= The Roman Bath =

The Roman Bath (Римска баня) is a 1974 absurdist play by Bulgarian playwright Stanislav Stratiev. A very successful production was put on for well over ten years from February 11, 1974, until the early 1990s at the Satirical Theatre in Sofia, making it the longest-running production in the theatre's history. In 1984, the show was awarded the "Award of Sofia", and two years later, it was performed at the "Theatre of Nations" festival in Nancy, France. It is cited as Stratiev's funniest work.

==British production==
In 2010, the play had its British premiere at the Arcola Theatre in Hackney, London. Michael Billington of The Guardian wrote: "Russell Bolam's production camouflages this through its phenomenal energy and Jean Chan's design skilfully shows the havoc created by the apartment's space invaders. Ifan Meredith's Ivan, first seen arguing with and then desperately kissing a taxi-ordering machine, also conveys the difficulty of leading a rational life in an irrational universe.

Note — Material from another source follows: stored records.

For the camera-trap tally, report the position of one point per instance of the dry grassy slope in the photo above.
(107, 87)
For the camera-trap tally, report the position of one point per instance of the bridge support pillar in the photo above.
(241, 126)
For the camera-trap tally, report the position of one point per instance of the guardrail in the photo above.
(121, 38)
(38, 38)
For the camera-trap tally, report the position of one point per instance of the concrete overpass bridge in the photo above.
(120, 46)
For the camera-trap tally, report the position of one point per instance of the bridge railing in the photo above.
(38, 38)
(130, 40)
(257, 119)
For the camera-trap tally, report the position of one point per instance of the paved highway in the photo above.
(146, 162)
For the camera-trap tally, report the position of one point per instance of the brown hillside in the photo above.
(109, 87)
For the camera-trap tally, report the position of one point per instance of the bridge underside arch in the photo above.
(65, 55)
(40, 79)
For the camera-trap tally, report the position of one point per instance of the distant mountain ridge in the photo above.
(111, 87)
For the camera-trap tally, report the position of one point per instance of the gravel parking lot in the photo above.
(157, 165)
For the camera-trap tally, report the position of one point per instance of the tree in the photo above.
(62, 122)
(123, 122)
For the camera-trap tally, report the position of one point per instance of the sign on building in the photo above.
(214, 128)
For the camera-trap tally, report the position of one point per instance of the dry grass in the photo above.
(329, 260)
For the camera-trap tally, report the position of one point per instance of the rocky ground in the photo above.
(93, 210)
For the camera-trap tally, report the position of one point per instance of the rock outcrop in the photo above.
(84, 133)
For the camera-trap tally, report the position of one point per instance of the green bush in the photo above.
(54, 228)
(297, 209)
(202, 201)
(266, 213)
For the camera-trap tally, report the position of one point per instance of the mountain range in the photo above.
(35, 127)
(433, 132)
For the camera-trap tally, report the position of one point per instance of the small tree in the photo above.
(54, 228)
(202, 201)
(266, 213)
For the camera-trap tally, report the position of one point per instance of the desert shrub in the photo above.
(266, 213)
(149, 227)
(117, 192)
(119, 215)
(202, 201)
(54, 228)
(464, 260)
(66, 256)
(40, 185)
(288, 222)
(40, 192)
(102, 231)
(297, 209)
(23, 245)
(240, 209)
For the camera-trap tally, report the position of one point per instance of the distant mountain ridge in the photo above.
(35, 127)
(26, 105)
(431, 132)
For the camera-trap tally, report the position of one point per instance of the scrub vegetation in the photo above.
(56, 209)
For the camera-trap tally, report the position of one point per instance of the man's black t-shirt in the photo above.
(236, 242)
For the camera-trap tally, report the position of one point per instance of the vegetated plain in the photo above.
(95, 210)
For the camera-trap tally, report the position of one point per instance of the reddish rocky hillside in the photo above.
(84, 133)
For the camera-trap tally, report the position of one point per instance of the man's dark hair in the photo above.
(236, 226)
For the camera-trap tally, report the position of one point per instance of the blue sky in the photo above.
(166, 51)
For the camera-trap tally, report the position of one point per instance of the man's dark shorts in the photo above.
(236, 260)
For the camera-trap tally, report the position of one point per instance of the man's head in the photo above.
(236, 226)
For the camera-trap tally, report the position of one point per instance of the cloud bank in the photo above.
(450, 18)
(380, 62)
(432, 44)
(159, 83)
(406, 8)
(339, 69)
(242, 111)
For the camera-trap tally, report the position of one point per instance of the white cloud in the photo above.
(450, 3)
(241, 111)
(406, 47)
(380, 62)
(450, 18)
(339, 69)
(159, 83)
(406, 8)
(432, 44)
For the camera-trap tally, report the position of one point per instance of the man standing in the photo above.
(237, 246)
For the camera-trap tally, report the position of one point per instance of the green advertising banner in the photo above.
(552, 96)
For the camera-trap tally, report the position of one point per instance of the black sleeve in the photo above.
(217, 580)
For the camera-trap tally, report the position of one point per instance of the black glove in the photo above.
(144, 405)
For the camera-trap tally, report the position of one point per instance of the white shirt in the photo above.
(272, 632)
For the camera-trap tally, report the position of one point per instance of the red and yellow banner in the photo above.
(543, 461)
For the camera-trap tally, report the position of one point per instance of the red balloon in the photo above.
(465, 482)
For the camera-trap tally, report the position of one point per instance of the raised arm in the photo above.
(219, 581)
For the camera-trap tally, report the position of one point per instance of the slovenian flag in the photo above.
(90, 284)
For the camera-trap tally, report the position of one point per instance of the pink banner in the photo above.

And there is lively support from Bo Poraj as a manically egotistical academic, Jonathan Rhodes as a buccaneering dealer in stolen goods and Rhona Croker who invests Ivan's redemptive lover with a nice sense of erotic mischief. I'm not sure how closely the play relates, as Butcher suggests, to our own mad world. But Stratiev, who died in 2000, emerges as a fascinating writer who realised that comedy is ultimately the best weapon for subverting state power".